UV-vis and Raman spectroscopy

Diffuse reflectance UV-Vis spectra were collected on a Cary 5000 UV-Vis-NIR spectrometer (Varian, USA) equipped with a diffuse reflectance accessory (DRA). Raman spectra were recorded using a LabRAM HR evolution system (Horiba, Japan).

Cell/Si interfaces imaging

HUVEC/Si mixtures were either frozen under high pressure and freeze-substituted or chemically fixed before epoxy resin embedding. Epoxy sections of ~100 nm were cut using an ultramicrotome and collected on copper grids for imaging on a Tecnai F30 TEM (FEI, USA).

Calcium imaging

HUVECs were stained with Fura-2 AM and washed with a HEPES-buffered Tyrode’s solution. Mesostructured and solid Si particles have similar lateral sizes of ~5 μm. Particles sitting on cell bodies were pushed by glass micropipettes controlled by a micromanipulator. After making contact with the particles, pipettes were lowered by another 1 μm and held still for 20 s before retraction. During the whole process, fluorescence images were collected using an upright microscope (BX61WI, Olympus, Japan) equipped with an EM-CCD camera (C9100-13, Hamamatsu Photonics, Japan).

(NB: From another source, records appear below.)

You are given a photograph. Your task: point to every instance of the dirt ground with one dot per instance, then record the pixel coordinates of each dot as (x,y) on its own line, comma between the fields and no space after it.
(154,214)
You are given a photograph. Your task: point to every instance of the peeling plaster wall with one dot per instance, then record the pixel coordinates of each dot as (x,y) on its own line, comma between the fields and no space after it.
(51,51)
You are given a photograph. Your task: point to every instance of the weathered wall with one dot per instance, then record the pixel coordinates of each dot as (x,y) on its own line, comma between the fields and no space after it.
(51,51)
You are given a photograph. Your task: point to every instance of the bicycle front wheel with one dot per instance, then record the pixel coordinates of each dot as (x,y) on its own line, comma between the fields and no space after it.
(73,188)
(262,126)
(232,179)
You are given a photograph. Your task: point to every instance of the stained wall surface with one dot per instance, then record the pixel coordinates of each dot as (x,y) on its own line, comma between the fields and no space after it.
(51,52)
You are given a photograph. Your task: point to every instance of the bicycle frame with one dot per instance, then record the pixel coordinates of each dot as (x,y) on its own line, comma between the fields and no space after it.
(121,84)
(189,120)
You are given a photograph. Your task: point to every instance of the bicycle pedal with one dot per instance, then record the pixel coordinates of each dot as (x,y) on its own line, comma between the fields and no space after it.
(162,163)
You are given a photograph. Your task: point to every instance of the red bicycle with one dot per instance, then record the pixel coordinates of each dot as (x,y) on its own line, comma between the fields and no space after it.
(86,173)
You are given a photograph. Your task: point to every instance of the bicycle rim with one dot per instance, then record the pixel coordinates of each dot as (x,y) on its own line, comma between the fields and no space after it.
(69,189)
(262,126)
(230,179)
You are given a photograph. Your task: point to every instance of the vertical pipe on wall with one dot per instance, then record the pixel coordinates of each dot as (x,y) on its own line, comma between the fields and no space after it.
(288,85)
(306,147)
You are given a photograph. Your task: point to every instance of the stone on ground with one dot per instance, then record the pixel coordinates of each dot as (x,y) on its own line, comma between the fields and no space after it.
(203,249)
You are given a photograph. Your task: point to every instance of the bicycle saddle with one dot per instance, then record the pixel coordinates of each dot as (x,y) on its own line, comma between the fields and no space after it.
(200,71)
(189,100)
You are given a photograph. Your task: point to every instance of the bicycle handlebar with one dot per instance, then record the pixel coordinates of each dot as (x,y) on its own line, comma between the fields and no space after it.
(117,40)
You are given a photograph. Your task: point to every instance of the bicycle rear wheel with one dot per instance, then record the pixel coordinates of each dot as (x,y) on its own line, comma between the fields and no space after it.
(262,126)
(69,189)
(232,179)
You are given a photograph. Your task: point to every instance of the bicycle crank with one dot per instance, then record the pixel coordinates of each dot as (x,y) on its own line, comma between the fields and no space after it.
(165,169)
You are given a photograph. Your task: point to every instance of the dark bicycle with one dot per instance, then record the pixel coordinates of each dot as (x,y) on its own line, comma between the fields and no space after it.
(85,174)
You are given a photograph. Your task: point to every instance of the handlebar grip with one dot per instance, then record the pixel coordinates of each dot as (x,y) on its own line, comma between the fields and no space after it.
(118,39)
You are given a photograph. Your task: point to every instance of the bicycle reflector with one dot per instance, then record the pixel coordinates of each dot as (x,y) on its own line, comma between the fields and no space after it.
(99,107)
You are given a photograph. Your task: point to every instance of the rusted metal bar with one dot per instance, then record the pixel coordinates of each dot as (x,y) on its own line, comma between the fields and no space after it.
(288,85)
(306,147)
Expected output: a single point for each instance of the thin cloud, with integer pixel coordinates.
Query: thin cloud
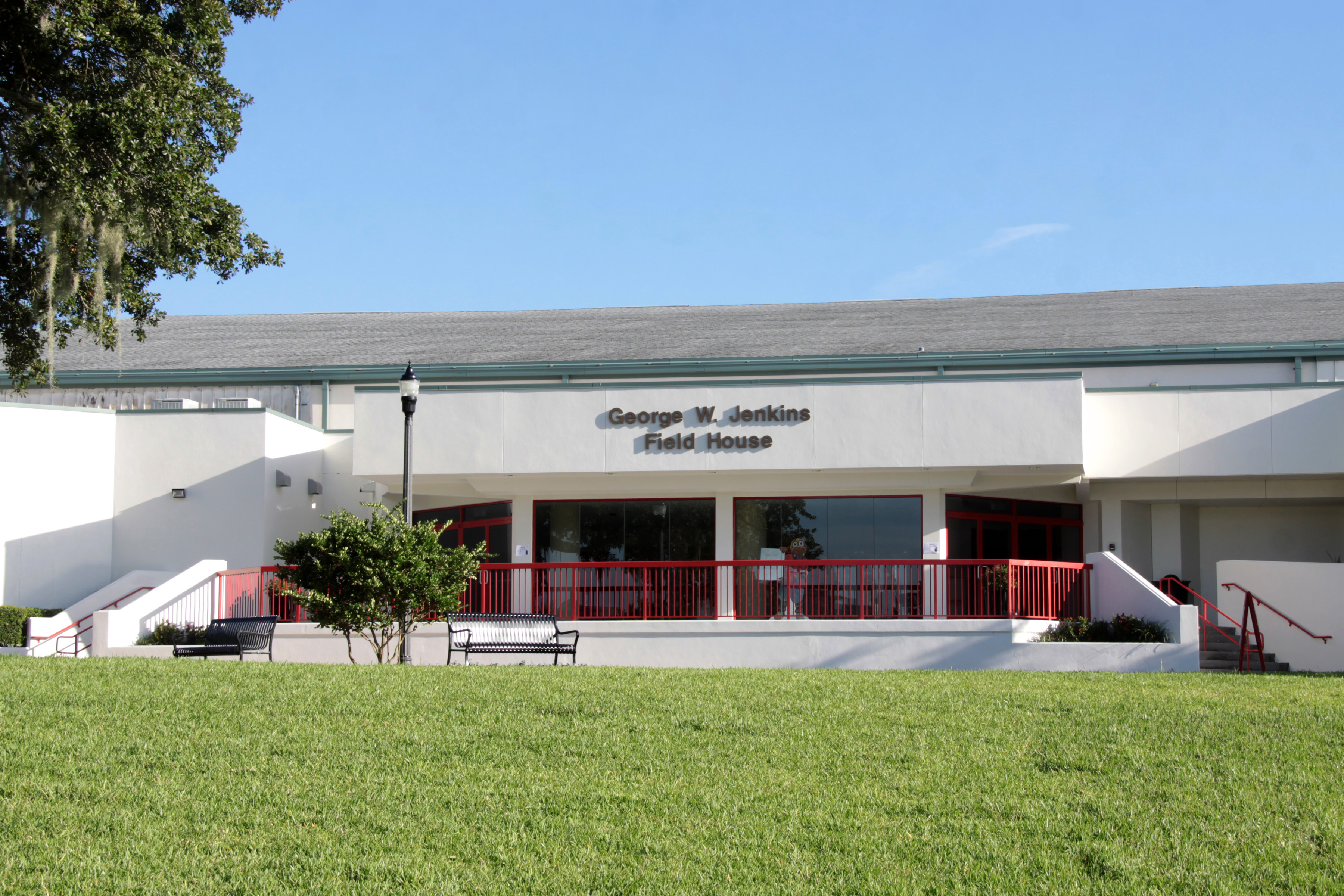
(925, 276)
(1006, 236)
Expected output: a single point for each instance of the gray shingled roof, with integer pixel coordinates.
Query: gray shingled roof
(1223, 315)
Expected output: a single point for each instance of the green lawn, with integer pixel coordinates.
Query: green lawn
(156, 777)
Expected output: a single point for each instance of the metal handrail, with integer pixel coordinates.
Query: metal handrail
(81, 621)
(1207, 604)
(1276, 610)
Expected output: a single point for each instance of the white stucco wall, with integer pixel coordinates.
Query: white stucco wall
(851, 426)
(220, 458)
(1304, 534)
(1214, 433)
(972, 644)
(228, 463)
(56, 504)
(1116, 588)
(1312, 594)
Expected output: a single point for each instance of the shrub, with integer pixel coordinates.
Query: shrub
(167, 635)
(1127, 628)
(1121, 628)
(14, 624)
(1077, 629)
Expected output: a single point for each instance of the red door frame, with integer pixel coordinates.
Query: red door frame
(1014, 520)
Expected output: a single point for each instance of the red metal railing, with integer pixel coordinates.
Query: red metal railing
(65, 635)
(737, 589)
(1250, 638)
(1269, 606)
(785, 589)
(256, 592)
(1182, 593)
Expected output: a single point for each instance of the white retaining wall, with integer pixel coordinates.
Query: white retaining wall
(1311, 593)
(187, 597)
(914, 644)
(1119, 589)
(40, 629)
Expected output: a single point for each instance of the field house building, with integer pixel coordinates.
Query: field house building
(961, 472)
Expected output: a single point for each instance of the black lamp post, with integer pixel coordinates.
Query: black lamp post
(410, 393)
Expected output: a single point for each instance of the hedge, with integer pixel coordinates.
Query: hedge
(14, 629)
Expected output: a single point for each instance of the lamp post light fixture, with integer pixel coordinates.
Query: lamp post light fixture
(410, 393)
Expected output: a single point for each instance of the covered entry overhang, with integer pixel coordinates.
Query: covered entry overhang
(951, 426)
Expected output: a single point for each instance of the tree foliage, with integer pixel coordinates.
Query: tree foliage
(113, 117)
(378, 578)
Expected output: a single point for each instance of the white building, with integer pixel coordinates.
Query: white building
(1173, 429)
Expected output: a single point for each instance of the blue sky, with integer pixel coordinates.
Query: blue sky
(447, 156)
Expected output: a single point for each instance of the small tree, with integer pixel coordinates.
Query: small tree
(380, 579)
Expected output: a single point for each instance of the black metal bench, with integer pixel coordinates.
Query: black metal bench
(233, 637)
(508, 633)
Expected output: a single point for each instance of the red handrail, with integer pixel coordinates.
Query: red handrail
(1273, 609)
(81, 621)
(1170, 581)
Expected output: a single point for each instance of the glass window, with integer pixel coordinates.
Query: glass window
(859, 528)
(1068, 543)
(1039, 508)
(995, 539)
(963, 539)
(1029, 534)
(619, 531)
(1032, 542)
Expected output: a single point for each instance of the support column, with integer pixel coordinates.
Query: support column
(522, 597)
(1112, 532)
(934, 511)
(1167, 554)
(724, 531)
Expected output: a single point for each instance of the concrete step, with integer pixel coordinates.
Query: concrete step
(1230, 665)
(1232, 656)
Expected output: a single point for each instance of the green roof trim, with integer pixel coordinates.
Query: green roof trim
(60, 408)
(833, 381)
(713, 367)
(1216, 388)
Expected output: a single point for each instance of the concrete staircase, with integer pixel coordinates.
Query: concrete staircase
(1221, 655)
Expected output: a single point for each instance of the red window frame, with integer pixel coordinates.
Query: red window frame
(1014, 520)
(535, 548)
(459, 525)
(813, 498)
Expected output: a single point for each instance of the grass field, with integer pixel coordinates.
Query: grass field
(175, 777)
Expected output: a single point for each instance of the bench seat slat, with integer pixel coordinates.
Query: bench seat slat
(507, 633)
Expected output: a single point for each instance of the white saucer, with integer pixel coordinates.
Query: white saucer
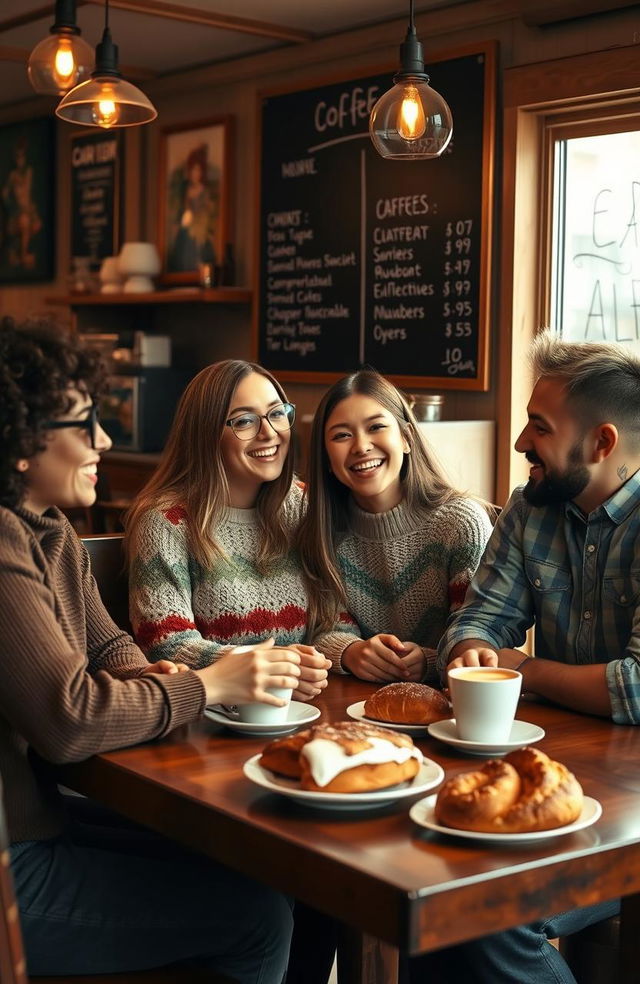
(422, 813)
(522, 733)
(299, 715)
(429, 775)
(356, 711)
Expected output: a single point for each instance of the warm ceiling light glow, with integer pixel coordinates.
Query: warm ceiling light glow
(106, 99)
(63, 59)
(411, 121)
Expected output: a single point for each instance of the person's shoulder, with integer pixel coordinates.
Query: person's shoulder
(13, 530)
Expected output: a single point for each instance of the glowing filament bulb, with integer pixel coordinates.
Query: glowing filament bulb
(64, 62)
(105, 111)
(411, 121)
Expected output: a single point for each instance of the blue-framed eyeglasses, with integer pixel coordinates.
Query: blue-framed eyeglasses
(88, 423)
(247, 425)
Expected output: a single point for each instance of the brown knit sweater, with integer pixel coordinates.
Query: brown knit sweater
(69, 684)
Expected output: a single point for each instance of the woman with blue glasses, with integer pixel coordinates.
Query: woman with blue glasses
(211, 536)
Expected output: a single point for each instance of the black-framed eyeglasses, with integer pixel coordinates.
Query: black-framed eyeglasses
(88, 423)
(247, 425)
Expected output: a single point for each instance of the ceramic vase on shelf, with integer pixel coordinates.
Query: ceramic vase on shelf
(139, 262)
(110, 276)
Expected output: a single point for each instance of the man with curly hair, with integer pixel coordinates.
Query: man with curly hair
(95, 895)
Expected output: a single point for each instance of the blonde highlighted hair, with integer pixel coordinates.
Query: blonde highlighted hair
(191, 474)
(326, 517)
(602, 380)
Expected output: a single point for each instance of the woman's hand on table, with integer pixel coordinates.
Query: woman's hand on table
(314, 670)
(243, 677)
(414, 661)
(378, 659)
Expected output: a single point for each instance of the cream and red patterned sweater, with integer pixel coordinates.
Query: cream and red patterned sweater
(183, 612)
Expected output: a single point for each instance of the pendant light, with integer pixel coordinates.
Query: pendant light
(63, 59)
(411, 122)
(106, 99)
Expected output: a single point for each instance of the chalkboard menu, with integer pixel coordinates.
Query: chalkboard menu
(366, 261)
(96, 163)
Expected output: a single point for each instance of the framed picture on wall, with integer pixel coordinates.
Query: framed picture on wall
(27, 217)
(96, 194)
(194, 205)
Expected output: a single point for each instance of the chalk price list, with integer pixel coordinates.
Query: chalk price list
(458, 308)
(299, 285)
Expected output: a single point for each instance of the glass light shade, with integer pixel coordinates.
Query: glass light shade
(106, 101)
(411, 121)
(60, 62)
(139, 262)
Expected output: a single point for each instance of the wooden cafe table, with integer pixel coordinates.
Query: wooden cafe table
(375, 870)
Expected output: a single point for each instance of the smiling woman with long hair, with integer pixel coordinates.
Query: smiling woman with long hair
(385, 536)
(212, 562)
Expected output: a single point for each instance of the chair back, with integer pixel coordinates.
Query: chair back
(12, 963)
(108, 567)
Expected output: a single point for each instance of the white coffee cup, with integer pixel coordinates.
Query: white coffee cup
(258, 713)
(484, 702)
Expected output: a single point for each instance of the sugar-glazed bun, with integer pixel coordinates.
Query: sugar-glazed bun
(525, 791)
(407, 703)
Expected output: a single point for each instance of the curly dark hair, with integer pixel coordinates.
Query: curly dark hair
(39, 363)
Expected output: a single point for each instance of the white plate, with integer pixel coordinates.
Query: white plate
(356, 711)
(522, 733)
(299, 715)
(429, 775)
(422, 813)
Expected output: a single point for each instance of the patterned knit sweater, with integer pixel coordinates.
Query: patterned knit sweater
(181, 611)
(405, 572)
(69, 677)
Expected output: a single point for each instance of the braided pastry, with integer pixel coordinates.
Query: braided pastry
(525, 791)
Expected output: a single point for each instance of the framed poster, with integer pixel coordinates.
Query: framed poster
(194, 198)
(27, 217)
(96, 205)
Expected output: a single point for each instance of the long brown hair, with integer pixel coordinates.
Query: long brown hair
(424, 486)
(191, 473)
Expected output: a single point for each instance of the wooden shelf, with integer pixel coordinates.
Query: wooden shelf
(184, 295)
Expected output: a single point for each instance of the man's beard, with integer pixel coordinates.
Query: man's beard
(558, 486)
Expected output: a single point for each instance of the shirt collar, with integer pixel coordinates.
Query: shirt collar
(619, 506)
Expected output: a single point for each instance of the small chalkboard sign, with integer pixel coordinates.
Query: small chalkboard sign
(366, 261)
(96, 166)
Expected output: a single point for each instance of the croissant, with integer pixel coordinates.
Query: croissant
(525, 791)
(407, 703)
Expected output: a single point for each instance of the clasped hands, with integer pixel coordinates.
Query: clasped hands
(242, 675)
(384, 657)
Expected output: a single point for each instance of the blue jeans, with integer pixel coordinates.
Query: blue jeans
(516, 956)
(109, 897)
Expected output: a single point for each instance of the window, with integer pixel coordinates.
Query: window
(595, 237)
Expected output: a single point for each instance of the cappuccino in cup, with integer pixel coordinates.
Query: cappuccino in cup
(484, 702)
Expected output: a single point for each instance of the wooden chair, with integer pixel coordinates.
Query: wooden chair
(108, 566)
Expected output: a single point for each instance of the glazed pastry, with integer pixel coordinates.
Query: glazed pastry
(346, 757)
(525, 791)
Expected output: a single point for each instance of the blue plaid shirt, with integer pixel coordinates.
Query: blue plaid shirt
(576, 577)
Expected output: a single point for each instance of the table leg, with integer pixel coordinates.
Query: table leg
(629, 938)
(364, 959)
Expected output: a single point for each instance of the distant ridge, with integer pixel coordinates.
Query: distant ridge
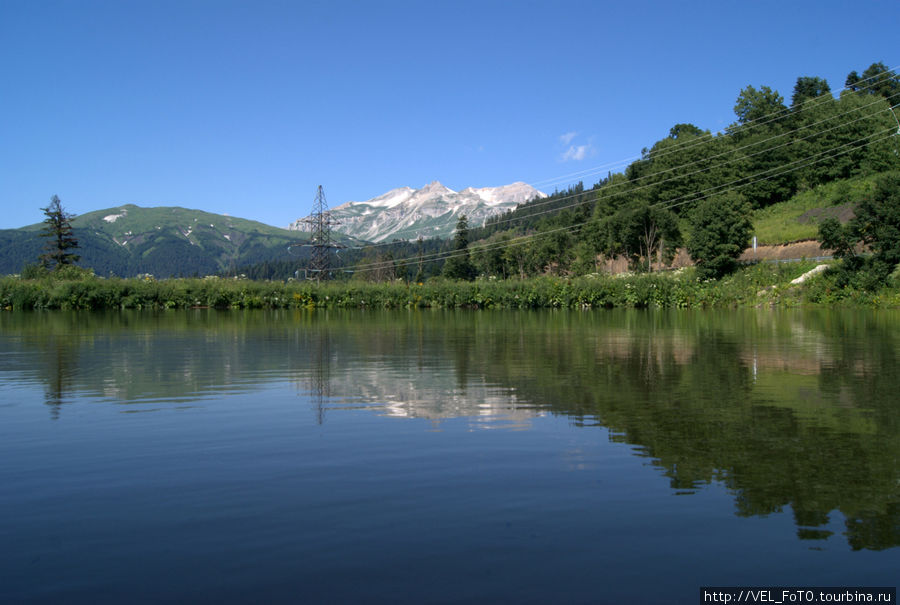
(431, 212)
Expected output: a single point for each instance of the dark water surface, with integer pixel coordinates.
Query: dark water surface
(420, 457)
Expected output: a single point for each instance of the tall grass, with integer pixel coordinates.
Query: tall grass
(761, 284)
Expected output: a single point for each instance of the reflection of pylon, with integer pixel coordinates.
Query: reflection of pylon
(320, 222)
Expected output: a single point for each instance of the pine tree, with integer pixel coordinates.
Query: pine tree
(58, 231)
(458, 264)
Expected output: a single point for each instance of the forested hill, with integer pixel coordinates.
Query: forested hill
(164, 241)
(773, 151)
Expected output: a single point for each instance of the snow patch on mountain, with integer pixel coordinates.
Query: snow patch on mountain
(432, 211)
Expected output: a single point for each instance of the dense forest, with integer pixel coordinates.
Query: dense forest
(692, 189)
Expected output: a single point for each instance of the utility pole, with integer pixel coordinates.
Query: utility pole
(320, 222)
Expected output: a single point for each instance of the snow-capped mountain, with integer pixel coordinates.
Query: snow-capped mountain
(432, 211)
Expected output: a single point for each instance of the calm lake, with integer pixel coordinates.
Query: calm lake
(423, 456)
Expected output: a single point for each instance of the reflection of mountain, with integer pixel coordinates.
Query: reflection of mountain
(786, 409)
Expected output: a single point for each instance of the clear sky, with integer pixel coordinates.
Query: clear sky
(244, 108)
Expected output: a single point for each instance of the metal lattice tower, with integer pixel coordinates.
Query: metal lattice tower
(320, 222)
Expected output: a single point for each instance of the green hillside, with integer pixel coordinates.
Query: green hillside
(163, 241)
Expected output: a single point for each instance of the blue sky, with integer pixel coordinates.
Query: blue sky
(244, 108)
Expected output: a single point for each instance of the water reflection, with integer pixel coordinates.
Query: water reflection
(789, 410)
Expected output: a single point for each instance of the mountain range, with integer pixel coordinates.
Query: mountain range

Artificial lipid bilayer experiments

A custom-made upper chamber containing a 300 μm diameter hole for planar lipid bilayer (asolectin lipids, soybean polar lipid extract, Avanti Polar Lipids, USA) formation was used and placed in a glass-bottomed lower chamber. Mesostructured Si particles were applied into the upper bath solution and allowed to settle down to form contact with the bilayer. Laser pulses (532 nm) were delivered through a 10×/0.25 NA lens and the power was adjusted by a set of neutral density filters manually. The laser pulse frequency and duration were controlled by the in-house software and external custom-made hardware. For the capacitance measurements, the current responses of the bilayer were recorded when a 5 kHz sinusoidal carrier voltage signal was concurrently used as the voltage command, while Si-based film was illuminated by the laser pulses. For the local temperature measurements, a pipette electrode (2~4 MΩ) filled with bilayer bath solution was placed adjacent to the stimulation site. Capacitive currents were recorded in voltage-clamp mode. A laser pulse was delivered to the preparation 300 ms after the voltage was jumped from a holding potential of 0 mV to the desired voltage.

DRG neurons experiments

DRGs were extracted from P1–P3 Sprague-Dawley rats and cultured following existing protocols (See details in Supplementary Information). Mesotructured Si particles were delivered and settled onto DRG cultures. Targeted neurons with a single particle attached to the soma were patched using a ~2 MΩ pipette. Voltage recordings were made in current clamp mode. Every three seconds, a 1 ms suprathreshold amplitude current injection was delivered to the neuron to assess its excitability and followed by a 1 ms laser pulse through a 40×/0.55NA lens, 300 ms later. The minimal power enough to elicit APs was determined and applied in trains of laser pulses at different frequencies.